Reality is rapidly approaching.

Michael's picture

No one could have seen it coming.

Rainman's picture

" How could we have known ? " will be revised to " How could they have been so stupid ? "

Temporalist's picture

WTFK?  Whothefuckknew?

Based on the information we had at the time there were WMDs but upon further review...it was just opium...errr...I mean oil...

Clint Liquor's picture

Reality is the antidote for hope.

Bicycle Repairman's picture

"We personally believe it will not be long before the global capital markets "recognize" and price in the reality of fiscal and monetary circumstances in Japan".

Really?  The 'facts' have (seemingly) been in plain view for years.  Can the market really be that stupid or is there something else?

If history is any indicator, "Instant Karma" is not going to hit Japan or anyone else in the short run.  In the long run ............

RockyRacoon's picture

Last ditch effort to loot the country by the folks who don't need any more.

Not really hard to figger out.   Tragedy of the Commons.

Bicycle Repairman's picture

They need our military.  And will for some time.

Oh regional Indian's picture

A few observations and questions:

1) Whatever happened to the Yen carry trade. Did it unwind in an orderly fashion? It was going to blow the financial world apart a couple of years ago. As it should. No news of it at all for the past 18 or so months.

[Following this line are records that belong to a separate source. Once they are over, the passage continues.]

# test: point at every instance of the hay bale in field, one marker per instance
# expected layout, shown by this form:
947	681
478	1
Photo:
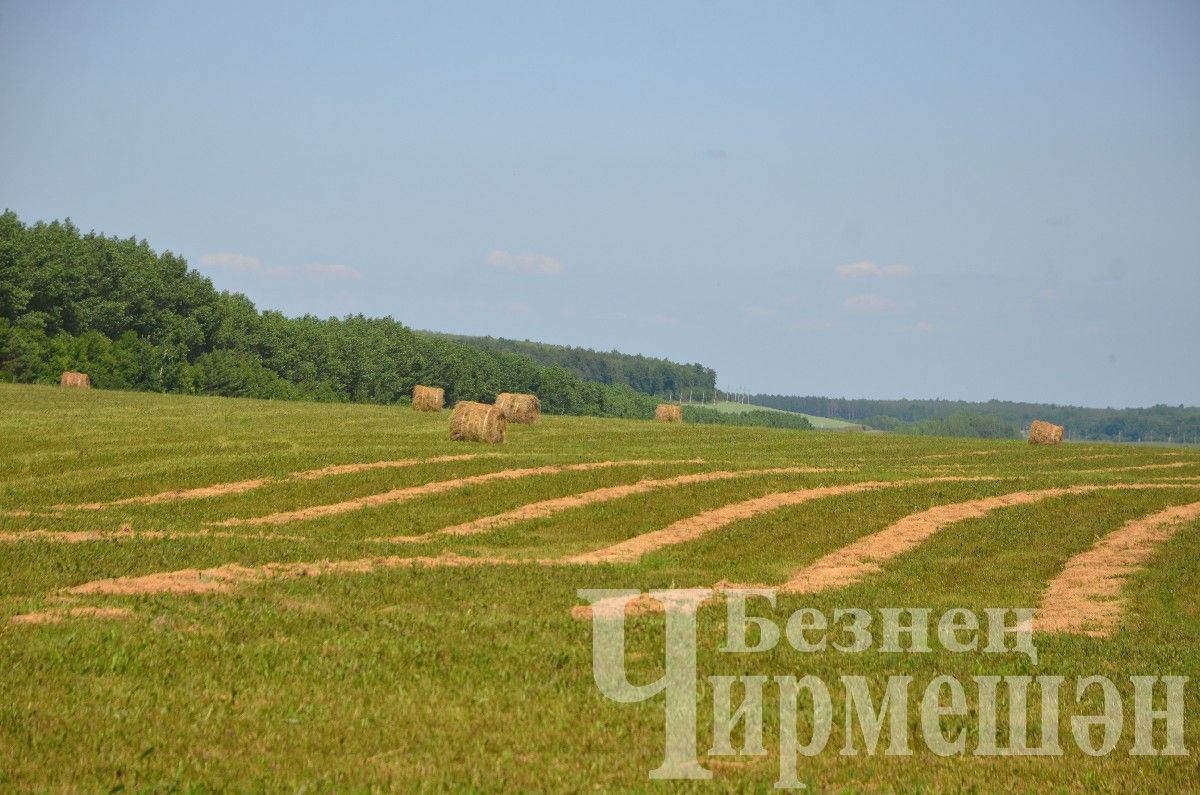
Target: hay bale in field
429	398
78	380
473	422
669	413
519	407
1044	432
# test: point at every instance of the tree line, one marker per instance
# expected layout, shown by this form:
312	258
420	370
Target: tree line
1001	418
647	375
135	318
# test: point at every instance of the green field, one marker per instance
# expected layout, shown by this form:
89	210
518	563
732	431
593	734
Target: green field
385	675
820	423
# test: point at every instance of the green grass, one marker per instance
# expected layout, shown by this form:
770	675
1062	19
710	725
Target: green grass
821	423
478	677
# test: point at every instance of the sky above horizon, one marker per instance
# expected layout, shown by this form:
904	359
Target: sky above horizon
934	199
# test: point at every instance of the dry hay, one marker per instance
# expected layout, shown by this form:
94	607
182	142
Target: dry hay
519	407
669	413
473	422
61	614
429	398
77	380
865	556
435	486
222	579
1084	598
693	527
558	504
221	489
1042	432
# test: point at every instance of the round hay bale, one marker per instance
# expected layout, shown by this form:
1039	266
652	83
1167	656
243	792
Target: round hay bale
519	407
669	413
473	422
77	380
1042	432
429	398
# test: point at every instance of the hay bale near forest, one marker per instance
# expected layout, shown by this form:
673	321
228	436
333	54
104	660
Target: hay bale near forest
473	422
429	398
669	413
1042	432
519	407
77	380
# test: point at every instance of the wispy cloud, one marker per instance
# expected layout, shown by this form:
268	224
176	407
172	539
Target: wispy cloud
232	261
867	268
868	303
327	269
523	263
247	264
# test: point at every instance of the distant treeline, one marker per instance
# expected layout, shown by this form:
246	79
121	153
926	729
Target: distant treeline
133	318
661	377
702	416
1000	418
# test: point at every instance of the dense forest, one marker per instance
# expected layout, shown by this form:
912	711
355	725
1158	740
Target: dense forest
133	318
661	377
1000	418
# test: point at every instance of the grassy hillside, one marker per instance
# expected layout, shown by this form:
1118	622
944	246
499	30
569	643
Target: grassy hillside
823	423
387	674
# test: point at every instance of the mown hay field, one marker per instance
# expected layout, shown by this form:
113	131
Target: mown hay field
239	595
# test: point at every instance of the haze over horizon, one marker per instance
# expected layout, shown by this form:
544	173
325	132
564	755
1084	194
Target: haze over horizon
927	201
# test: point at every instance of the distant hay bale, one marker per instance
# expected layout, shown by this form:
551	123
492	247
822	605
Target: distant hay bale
519	407
669	413
473	422
429	398
1045	432
78	380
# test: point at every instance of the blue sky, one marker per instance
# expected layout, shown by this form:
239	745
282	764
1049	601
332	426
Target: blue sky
935	199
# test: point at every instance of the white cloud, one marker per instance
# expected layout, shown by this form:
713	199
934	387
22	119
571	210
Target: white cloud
523	263
247	264
323	269
869	303
868	268
232	261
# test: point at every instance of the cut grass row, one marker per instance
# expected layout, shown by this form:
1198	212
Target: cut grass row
478	677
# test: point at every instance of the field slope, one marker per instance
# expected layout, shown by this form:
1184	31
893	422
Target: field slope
221	593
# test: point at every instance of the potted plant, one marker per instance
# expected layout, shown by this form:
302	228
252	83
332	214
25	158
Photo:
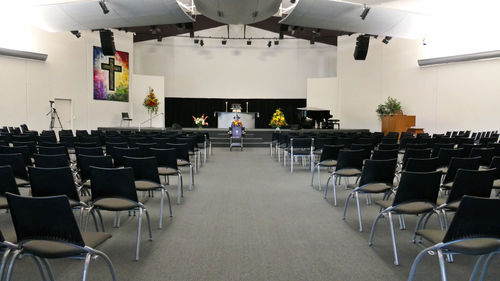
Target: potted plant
390	107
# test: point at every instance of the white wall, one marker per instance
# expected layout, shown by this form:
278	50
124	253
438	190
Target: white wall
322	93
141	86
235	70
448	97
27	86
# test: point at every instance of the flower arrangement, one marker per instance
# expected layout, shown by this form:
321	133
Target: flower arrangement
151	102
391	106
201	121
278	119
237	123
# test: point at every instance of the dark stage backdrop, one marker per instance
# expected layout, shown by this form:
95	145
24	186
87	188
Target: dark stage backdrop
181	110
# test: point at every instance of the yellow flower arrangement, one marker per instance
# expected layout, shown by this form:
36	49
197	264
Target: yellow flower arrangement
278	119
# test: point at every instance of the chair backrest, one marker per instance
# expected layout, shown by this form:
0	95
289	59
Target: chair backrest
302	143
181	149
388	146
438	146
445	155
365	146
422	165
330	152
52	182
16	161
351	159
120	152
7	181
322	141
385	154
145	168
495	164
461	163
53	150
416	153
473	183
45	218
84	162
486	154
23	150
113	182
89	151
378	171
474	219
51	161
418	187
165	157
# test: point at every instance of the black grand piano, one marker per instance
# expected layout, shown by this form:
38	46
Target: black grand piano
316	117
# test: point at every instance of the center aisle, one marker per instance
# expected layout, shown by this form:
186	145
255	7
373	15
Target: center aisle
248	218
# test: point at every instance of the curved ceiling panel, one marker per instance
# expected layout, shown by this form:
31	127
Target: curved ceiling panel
88	15
238	11
345	16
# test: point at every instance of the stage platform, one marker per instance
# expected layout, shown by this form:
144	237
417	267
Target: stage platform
220	137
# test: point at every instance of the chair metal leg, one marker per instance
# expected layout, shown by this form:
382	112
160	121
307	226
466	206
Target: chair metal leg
359	212
334	193
441	265
138	242
347	203
393	235
149	225
486	265
319	177
108	262
372	233
477	266
86	266
327	183
416	262
160	224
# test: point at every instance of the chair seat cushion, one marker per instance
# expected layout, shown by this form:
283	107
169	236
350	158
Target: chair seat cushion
348	172
21	182
56	249
479	246
496	184
375	188
146	185
115	204
411	208
166	171
328	163
447	185
3	203
444	170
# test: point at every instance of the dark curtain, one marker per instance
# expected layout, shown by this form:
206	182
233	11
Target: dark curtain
181	110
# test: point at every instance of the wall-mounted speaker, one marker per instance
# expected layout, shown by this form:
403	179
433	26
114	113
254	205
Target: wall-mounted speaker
107	42
362	43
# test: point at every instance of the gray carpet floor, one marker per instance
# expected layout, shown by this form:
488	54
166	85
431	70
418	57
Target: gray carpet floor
248	218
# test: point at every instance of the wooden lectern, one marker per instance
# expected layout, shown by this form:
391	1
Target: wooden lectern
397	123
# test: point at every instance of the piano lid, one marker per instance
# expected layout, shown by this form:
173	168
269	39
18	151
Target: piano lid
312	109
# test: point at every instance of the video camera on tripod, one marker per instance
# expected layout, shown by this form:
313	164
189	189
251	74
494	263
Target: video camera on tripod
53	116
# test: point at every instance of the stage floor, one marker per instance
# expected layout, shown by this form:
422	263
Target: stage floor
220	137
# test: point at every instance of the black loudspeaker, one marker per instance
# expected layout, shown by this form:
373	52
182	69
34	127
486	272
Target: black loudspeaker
362	43
107	43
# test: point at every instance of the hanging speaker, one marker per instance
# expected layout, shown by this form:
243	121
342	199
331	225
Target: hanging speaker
107	42
362	43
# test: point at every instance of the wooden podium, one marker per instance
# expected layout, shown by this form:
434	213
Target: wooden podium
397	123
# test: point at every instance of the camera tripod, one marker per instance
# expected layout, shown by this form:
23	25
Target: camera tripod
53	116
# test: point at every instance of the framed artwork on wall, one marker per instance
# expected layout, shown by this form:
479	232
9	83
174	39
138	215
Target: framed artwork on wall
111	76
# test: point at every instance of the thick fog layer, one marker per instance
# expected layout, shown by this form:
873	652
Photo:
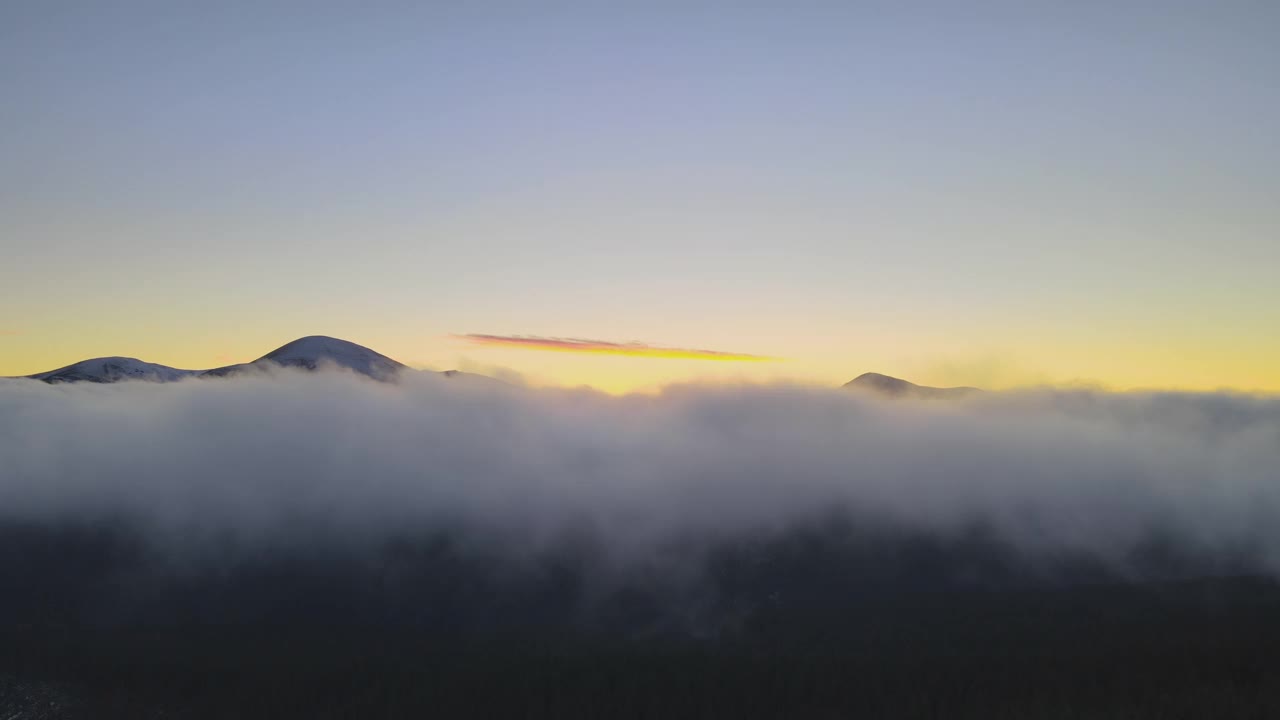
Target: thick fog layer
260	464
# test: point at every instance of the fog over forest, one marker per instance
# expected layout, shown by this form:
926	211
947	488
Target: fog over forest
209	470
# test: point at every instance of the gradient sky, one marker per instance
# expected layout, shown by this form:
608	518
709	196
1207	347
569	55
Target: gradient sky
999	195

2) Repeated use of artifical inflation devices is said to cause terminal limpness. Is that the desired outcome of proposed inflation?

3) How do you inflate in a zero-bound environment? Is there other stealth ways, unknown to me/us?

4) Across the board inflation? How can that cure anything at all? Bi-flation I can see. BUt that is a twin-squeeze. A double whammy.

5) "We" will inflate "our" way....etc... Who is this we and our? Banks or peeps or Everyone, praise the Lord?




Oracle of Kypseli's picture

Governments are running out of other people's money, so they print their own. Why not then repeal taxation and spark consumerism? If that is what jump starts the economy.

The government can print its own money for spending. (As they now do anyway.)

Instead of giving it all to the banks, just share with the people.

Oh! yea. That's a bold experiment, they will say.

Yes! But it is more equitable experiment than the government's.

Bob's picture

That appears to be  the problem with anything that remotely resembles actual "socialism." 

cxl9's picture

Why not then repeal taxation and spark consumerism?

Because without taxation there is no fundamental demand for dollars. You'd also be giving people back 40-50% of their lives, and you know they would just spend that extra time getting into all sorts of mischief.

Long-John-Silver's picture

RE: How do you inflate in a zero-bound environment?

Simple; you add a zero to the price of everything just like Jimmy Carter.

Orly's picture

1) Whatever happened to the Yen carry trade.

It moved to Australia and is about to catch a major, major unwind.

3) How do you inflate in a zero-bound environment? Is there other stealth ways, unknown to me/us?

You simply allow unlimited speculation in the commodity markets.

How can that cure anything at all?

It allows deflation to be quenched in the hopes that consumers must pick up the ball, go back to work and gripe about paying higher prices.  Overall and in the grand scheme, it does nothing in the end.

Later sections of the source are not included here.